W piątek 22 listopada Koalicja Obywatelska zdecyduje, który z polityków – Rafał Trzaskowski czy Radosław Sikorski – będzie reprezentować partię w wyborach prezydenckich. Wyniki prawyborów poznamy dzień później.
Trzaskowski czy Sikorski? Rywalizacja nie do końca dżentelmeńska
Wyniki opublikowanego przez ugrupowanie wewnętrznego sondażu, w którym sprawdzono, jak prezydent Warszawy i szef MSZ wypadają na tle kandydatów innych formacji, pokazują, że obaj politycy wygraliby w drugiej turze, natomiast w przypadku startu Radosława Sikorskiego, pierwsza tura zakończyłaby się zwycięstwem reprezentanta PiS. Wcześniej opublikowano wyniki sondy w mediach społecznościowych – na Twitterze wygrał szef MSZ, natomiast na Instagramie prezydent Warszawy.
Chociaż publicznie rywalizacja Rafała Trzaskowskiego i Radosława Sikorskiego jest raczej dżentelmeńska, za kulisami mocno wrze. Dziennikarze „Newsweeka” sprawdzili, co dzieje się na zamkniętej grupie na Twitterze o wymownej nazwie „twitterowicze dla R.Sikorskiego”. Wśród członków znalazł się m.in. młody działacz PO Mikołaj Wasiewicz, który podczas Campsusu Polska nagrał jak młodzież bawi się przy piosence z refrenem „j***ć PiS”.
Zwolennicy szefa MSZ dopytują na grupie o możliwość otrzymania kontaktów do biur członków KO, aby wysłać do nich wiadomości z prośbami o głosowanie na Radosława Sikorskiego. W odpowiedzi otrzymali jednak informację, że Donald Tusk zabronił tego typu działań.
Prawybory w KO. Zwolennicy Sikorskiego zwierają szyki
Jak czytamy na łamach „Newsweeka”, w grupie pojawiły się posty osób, wyrażających nadzieję, że „afera Collegium Humanum i zarzuty dla Jacka Sutryka staną się obciążeniem dla Rafała Trzaskowskiego, ponieważ PiS i Konfederacja już grzeją temat, że kandydat KO się przyjaźni z przestępcami”.
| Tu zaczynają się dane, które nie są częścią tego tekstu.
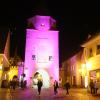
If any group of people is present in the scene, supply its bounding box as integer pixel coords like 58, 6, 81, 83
37, 80, 70, 95
9, 76, 27, 90
90, 80, 98, 94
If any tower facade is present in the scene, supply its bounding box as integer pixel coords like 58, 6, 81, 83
24, 15, 59, 88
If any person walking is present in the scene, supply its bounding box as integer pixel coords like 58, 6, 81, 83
37, 80, 43, 95
90, 80, 94, 94
65, 80, 70, 94
54, 80, 58, 95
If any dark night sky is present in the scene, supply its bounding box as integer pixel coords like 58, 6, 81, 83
0, 0, 100, 65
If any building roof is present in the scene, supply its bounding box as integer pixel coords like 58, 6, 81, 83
81, 32, 100, 47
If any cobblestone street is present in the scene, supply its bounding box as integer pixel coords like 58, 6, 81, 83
0, 88, 100, 100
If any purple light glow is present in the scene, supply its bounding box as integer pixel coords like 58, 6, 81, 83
24, 16, 59, 87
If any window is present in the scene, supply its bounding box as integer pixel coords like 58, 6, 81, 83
89, 49, 93, 57
96, 45, 100, 54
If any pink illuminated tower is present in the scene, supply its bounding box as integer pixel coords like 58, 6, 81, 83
24, 15, 59, 88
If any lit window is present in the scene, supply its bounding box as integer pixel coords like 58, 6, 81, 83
96, 45, 100, 54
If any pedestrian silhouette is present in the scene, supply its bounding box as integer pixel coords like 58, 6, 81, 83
65, 80, 70, 94
37, 80, 43, 95
54, 80, 58, 95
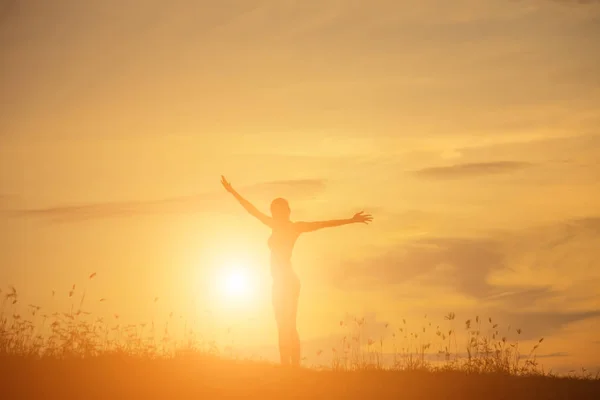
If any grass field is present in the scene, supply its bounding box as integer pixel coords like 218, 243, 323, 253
0, 282, 600, 400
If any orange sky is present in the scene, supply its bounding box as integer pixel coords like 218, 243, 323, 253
0, 0, 600, 367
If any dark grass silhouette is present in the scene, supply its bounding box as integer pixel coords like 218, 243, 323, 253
0, 355, 600, 400
0, 282, 600, 400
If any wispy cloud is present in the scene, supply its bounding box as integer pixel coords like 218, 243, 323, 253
12, 179, 325, 223
413, 161, 532, 179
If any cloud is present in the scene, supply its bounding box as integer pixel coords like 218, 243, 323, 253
413, 161, 532, 179
334, 237, 504, 296
330, 217, 600, 313
12, 179, 325, 223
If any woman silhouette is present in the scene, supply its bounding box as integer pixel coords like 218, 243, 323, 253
221, 176, 373, 366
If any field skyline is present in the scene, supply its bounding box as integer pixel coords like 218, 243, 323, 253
0, 0, 600, 371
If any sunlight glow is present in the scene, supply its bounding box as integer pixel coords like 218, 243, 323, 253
214, 262, 257, 306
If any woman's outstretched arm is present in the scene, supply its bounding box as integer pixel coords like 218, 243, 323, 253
296, 211, 373, 232
221, 175, 273, 227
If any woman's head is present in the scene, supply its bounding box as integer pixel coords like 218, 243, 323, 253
271, 197, 291, 221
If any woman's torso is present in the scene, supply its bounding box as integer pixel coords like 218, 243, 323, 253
268, 222, 300, 282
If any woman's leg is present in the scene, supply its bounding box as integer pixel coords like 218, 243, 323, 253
273, 283, 300, 366
273, 284, 291, 365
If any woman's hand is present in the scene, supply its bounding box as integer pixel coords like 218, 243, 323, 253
221, 175, 233, 193
352, 211, 373, 224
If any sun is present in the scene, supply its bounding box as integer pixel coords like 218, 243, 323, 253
215, 263, 256, 304
220, 267, 251, 298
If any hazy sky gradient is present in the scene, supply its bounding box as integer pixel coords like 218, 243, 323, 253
0, 0, 600, 368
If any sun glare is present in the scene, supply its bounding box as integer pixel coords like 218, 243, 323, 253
221, 268, 250, 297
215, 264, 256, 304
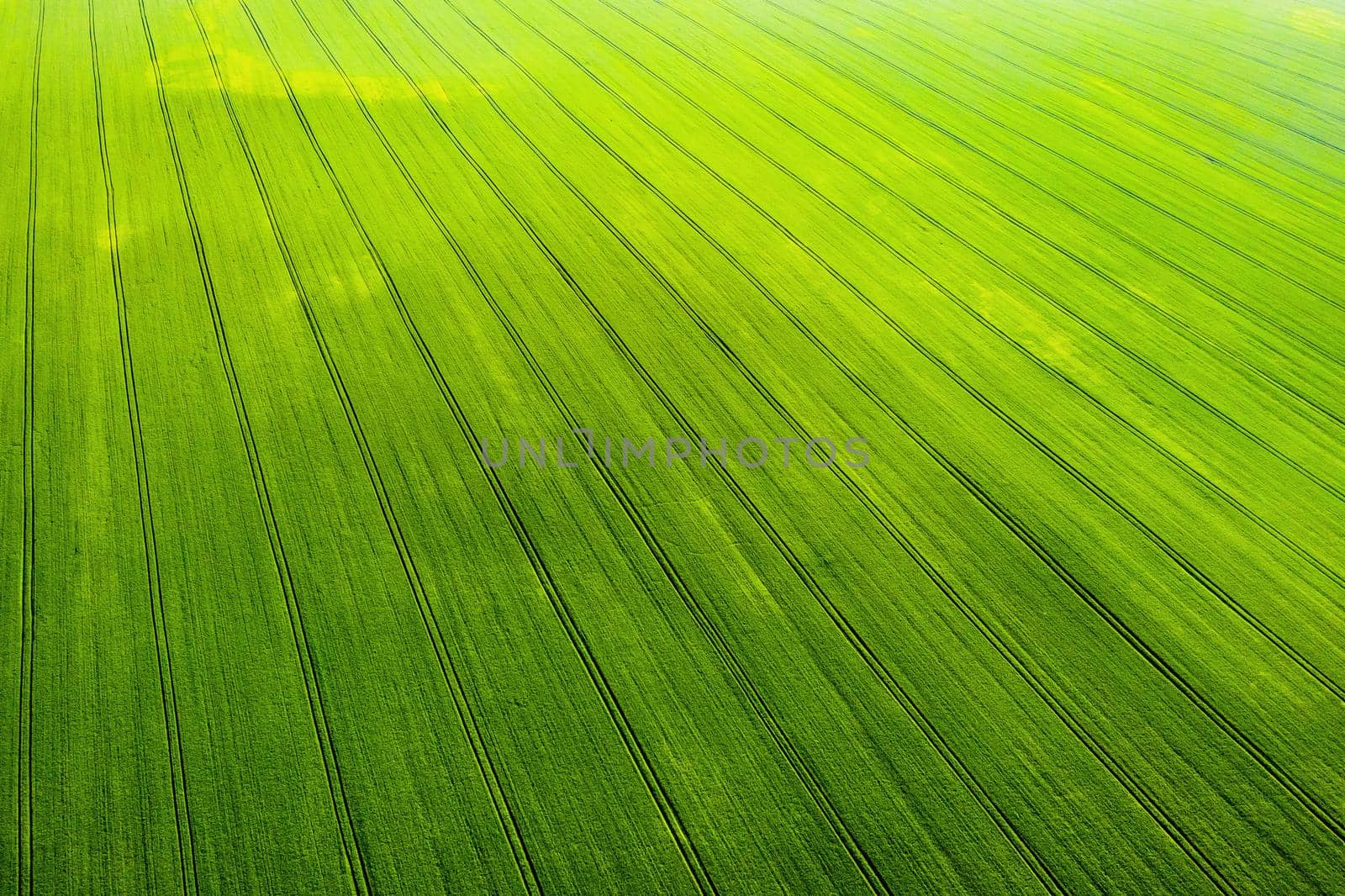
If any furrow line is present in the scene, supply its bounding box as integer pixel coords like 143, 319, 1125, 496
952, 4, 1345, 153
225, 0, 542, 893
314, 3, 892, 893
874, 0, 1342, 212
1022, 2, 1345, 118
769, 0, 1345, 269
1092, 0, 1345, 92
551, 0, 1345, 587
861, 0, 1345, 187
492, 0, 1345, 699
15, 7, 47, 896
519, 0, 1345, 516
87, 0, 200, 893
438, 2, 1280, 892
758, 0, 1345, 324
137, 0, 372, 896
457, 0, 1345, 842
646, 2, 1345, 599
384, 3, 1076, 877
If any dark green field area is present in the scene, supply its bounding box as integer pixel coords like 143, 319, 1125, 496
0, 0, 1345, 896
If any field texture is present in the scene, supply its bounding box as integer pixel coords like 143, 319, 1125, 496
0, 0, 1345, 896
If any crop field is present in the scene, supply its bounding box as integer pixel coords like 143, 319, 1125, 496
0, 0, 1345, 896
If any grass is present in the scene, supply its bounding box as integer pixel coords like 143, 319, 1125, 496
0, 0, 1345, 896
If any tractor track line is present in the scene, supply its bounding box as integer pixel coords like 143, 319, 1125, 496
87, 0, 200, 893
137, 0, 372, 896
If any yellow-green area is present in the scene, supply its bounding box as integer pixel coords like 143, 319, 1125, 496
0, 0, 1345, 896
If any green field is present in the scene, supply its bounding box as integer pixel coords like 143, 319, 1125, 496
0, 0, 1345, 896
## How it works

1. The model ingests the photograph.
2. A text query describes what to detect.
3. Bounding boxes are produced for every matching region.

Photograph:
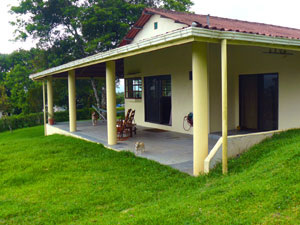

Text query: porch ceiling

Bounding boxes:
[52,59,124,79]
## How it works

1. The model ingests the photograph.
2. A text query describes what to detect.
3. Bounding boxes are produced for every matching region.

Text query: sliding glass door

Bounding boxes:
[144,75,171,125]
[239,74,278,131]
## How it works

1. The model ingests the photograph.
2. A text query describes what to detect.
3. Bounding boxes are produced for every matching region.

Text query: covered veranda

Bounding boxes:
[30,27,299,176]
[47,121,220,175]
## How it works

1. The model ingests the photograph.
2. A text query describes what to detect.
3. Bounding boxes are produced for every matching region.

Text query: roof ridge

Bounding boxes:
[145,8,300,31]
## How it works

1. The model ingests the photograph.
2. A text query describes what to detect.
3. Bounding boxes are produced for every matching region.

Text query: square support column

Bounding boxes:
[68,70,77,132]
[47,77,54,124]
[192,42,209,176]
[43,79,47,136]
[106,61,117,145]
[221,39,228,174]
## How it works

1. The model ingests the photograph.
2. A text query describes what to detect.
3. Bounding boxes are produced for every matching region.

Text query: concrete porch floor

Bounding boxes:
[53,121,219,174]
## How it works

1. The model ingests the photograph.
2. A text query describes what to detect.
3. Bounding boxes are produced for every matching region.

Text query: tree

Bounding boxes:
[11,0,193,54]
[8,0,193,112]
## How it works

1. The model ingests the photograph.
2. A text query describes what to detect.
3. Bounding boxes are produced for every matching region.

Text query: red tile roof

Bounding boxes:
[120,8,300,46]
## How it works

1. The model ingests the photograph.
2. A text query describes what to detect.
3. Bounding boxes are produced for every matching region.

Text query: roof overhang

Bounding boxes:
[30,27,300,80]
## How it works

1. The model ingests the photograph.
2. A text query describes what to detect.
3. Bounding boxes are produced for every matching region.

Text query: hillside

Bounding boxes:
[0,127,300,224]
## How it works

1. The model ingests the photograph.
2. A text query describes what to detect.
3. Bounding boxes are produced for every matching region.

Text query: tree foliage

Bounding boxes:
[0,0,193,114]
[11,0,193,58]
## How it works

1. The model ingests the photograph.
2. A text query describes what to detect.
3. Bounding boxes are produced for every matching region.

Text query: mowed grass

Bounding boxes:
[0,127,300,224]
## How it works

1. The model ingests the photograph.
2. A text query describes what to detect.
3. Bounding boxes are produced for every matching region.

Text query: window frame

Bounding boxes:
[124,77,143,99]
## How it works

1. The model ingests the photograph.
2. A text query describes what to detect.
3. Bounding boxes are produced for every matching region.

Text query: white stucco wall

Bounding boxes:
[132,15,187,43]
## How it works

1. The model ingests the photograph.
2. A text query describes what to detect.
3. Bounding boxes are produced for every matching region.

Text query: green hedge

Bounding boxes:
[0,108,124,132]
[0,108,93,132]
[0,113,43,132]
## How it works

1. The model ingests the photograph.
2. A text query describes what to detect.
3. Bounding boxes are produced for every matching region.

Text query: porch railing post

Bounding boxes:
[221,39,228,174]
[106,61,117,145]
[68,70,77,132]
[192,42,208,176]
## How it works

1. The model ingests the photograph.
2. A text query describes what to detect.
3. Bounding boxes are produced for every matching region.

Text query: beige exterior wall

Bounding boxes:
[124,44,193,132]
[132,15,187,43]
[209,44,300,132]
[125,41,300,134]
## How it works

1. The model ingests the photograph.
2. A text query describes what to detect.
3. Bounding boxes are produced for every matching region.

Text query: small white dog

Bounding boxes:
[135,141,145,155]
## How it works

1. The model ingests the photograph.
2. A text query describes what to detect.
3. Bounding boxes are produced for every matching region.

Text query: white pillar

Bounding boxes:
[221,39,228,174]
[68,70,77,132]
[47,77,54,123]
[192,42,209,176]
[106,61,117,145]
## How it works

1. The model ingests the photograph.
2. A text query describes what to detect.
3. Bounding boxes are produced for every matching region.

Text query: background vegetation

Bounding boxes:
[0,0,192,118]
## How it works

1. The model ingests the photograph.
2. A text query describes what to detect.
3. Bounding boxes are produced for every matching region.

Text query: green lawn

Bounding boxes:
[0,127,300,224]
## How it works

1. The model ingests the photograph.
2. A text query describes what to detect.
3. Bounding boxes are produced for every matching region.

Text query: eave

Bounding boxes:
[30,27,300,80]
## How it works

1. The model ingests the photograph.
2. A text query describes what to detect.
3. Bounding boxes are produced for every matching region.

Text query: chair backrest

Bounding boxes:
[125,109,132,121]
[129,109,135,123]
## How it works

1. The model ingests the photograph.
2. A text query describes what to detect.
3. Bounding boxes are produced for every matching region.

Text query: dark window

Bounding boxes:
[125,78,142,99]
[161,79,171,97]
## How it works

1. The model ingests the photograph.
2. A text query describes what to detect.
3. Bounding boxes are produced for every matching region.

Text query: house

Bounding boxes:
[30,8,300,175]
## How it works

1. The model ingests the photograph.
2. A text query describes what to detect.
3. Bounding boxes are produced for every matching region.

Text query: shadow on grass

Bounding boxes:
[209,129,300,176]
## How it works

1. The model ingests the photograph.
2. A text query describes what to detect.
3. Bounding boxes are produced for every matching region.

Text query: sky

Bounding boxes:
[0,0,300,91]
[0,0,300,53]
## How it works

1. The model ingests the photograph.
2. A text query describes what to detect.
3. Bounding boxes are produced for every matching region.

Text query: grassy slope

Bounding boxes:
[0,127,300,224]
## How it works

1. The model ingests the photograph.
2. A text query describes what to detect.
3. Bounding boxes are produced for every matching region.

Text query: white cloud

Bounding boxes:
[192,0,300,29]
[0,0,300,53]
[0,0,34,53]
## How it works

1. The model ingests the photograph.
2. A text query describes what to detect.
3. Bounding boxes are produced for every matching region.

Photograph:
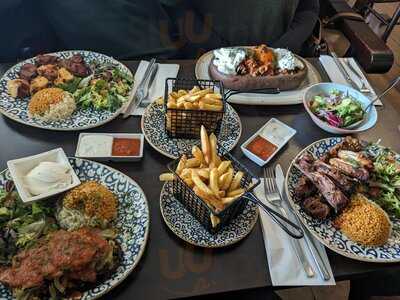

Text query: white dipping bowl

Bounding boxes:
[303,82,378,134]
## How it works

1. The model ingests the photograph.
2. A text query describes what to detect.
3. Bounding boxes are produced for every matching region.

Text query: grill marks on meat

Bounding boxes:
[35,54,60,66]
[61,54,91,77]
[314,160,355,194]
[307,172,349,213]
[0,228,112,288]
[294,176,317,201]
[329,158,369,181]
[19,63,37,82]
[302,195,331,220]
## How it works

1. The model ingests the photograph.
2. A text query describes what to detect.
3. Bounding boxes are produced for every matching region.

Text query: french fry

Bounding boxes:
[221,197,238,205]
[192,172,213,195]
[210,168,219,196]
[199,102,222,111]
[183,102,194,109]
[220,168,233,190]
[210,213,221,228]
[177,90,187,98]
[200,125,211,164]
[160,173,175,181]
[193,186,224,211]
[175,154,187,175]
[200,95,222,106]
[167,102,178,108]
[226,188,244,197]
[229,171,244,191]
[209,133,221,167]
[204,93,222,100]
[192,146,204,163]
[189,86,200,94]
[218,190,226,198]
[185,157,201,168]
[193,168,210,179]
[218,160,232,176]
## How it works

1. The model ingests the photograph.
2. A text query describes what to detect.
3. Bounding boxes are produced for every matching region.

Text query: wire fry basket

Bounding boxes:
[167,146,260,234]
[164,78,226,139]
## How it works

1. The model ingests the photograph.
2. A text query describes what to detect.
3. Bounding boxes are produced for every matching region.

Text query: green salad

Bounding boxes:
[370,147,400,218]
[0,189,58,265]
[309,90,364,127]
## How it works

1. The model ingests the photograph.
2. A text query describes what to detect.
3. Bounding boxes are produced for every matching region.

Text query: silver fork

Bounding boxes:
[343,57,371,93]
[263,167,315,277]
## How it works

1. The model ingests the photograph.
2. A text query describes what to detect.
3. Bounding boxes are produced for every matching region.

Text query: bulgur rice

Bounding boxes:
[28,88,76,122]
[334,194,392,247]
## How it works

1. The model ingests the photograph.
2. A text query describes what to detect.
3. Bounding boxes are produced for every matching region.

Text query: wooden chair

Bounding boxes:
[354,0,400,42]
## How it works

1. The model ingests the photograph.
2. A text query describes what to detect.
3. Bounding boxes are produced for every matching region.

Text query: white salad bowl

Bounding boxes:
[303,82,378,134]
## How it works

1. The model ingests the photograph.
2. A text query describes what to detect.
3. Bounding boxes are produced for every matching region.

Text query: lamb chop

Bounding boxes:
[314,160,355,194]
[338,150,374,170]
[302,195,331,220]
[296,154,349,212]
[294,176,317,202]
[329,158,369,181]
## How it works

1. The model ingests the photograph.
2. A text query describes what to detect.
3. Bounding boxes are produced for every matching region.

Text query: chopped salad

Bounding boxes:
[309,90,364,128]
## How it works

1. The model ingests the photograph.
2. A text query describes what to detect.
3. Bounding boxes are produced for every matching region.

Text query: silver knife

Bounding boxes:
[331,52,360,91]
[275,164,331,281]
[122,58,156,119]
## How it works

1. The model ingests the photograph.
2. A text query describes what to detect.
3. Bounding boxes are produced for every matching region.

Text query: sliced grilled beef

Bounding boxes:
[314,160,355,194]
[302,195,331,220]
[19,64,37,82]
[329,158,369,181]
[294,176,317,201]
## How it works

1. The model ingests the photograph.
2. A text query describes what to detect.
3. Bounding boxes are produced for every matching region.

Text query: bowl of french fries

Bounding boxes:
[160,126,260,233]
[164,78,225,139]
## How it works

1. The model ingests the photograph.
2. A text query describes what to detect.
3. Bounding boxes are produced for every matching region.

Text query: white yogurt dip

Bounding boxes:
[78,134,113,157]
[274,48,304,71]
[213,48,247,75]
[25,161,72,196]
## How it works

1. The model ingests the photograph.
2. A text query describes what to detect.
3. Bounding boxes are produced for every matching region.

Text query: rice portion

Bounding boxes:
[334,194,392,247]
[28,88,76,122]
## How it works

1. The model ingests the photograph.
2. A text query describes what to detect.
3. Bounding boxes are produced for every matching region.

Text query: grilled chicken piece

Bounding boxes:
[294,176,317,202]
[30,76,50,95]
[302,195,331,220]
[338,150,374,170]
[329,158,369,181]
[35,54,60,66]
[308,172,349,213]
[37,65,58,81]
[19,63,37,82]
[314,160,355,194]
[7,79,29,98]
[297,153,315,172]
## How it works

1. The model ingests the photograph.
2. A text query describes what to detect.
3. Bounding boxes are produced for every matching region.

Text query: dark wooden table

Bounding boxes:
[0,60,400,299]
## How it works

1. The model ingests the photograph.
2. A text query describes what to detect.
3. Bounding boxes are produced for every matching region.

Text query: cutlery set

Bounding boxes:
[263,165,331,281]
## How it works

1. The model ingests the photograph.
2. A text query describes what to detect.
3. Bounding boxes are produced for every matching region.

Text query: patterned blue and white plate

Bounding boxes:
[0,50,132,131]
[160,182,258,248]
[141,101,242,159]
[0,158,150,300]
[286,137,400,263]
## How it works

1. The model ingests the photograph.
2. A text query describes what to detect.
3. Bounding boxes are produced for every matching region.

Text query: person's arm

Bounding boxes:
[272,0,319,53]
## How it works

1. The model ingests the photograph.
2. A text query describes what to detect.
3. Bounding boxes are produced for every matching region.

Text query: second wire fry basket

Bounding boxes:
[164,78,226,139]
[167,145,260,233]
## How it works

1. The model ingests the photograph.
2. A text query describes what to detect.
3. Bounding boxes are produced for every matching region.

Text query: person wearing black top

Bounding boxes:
[0,0,319,61]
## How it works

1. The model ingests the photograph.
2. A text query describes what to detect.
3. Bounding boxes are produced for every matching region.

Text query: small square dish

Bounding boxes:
[7,148,81,202]
[75,133,144,162]
[240,118,296,166]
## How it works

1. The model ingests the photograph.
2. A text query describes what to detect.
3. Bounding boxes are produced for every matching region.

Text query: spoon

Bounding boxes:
[344,76,400,129]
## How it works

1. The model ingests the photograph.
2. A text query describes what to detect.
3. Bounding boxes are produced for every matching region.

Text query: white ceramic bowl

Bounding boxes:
[303,82,378,134]
[7,148,81,202]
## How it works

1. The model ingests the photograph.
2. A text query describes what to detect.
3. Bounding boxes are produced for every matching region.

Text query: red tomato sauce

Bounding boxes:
[246,135,278,160]
[112,138,140,156]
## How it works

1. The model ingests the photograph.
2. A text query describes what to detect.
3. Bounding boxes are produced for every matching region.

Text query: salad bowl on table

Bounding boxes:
[303,82,378,134]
Po tym jak Sławomir Nitras, jeden z najbliższych współpracowników prezydenta Warszawy starł się w mediach społecznościowych z Romanem Giertychem, na grupie pojawił się pomysł, aby „w***ić Nitrasa jeszcze bardziej”. Został on wcielony w życie, ponieważ pod postem ministra sportu zaroiło się od zaczepek. Polityk KO nie dał się jednak na razie sprowokować.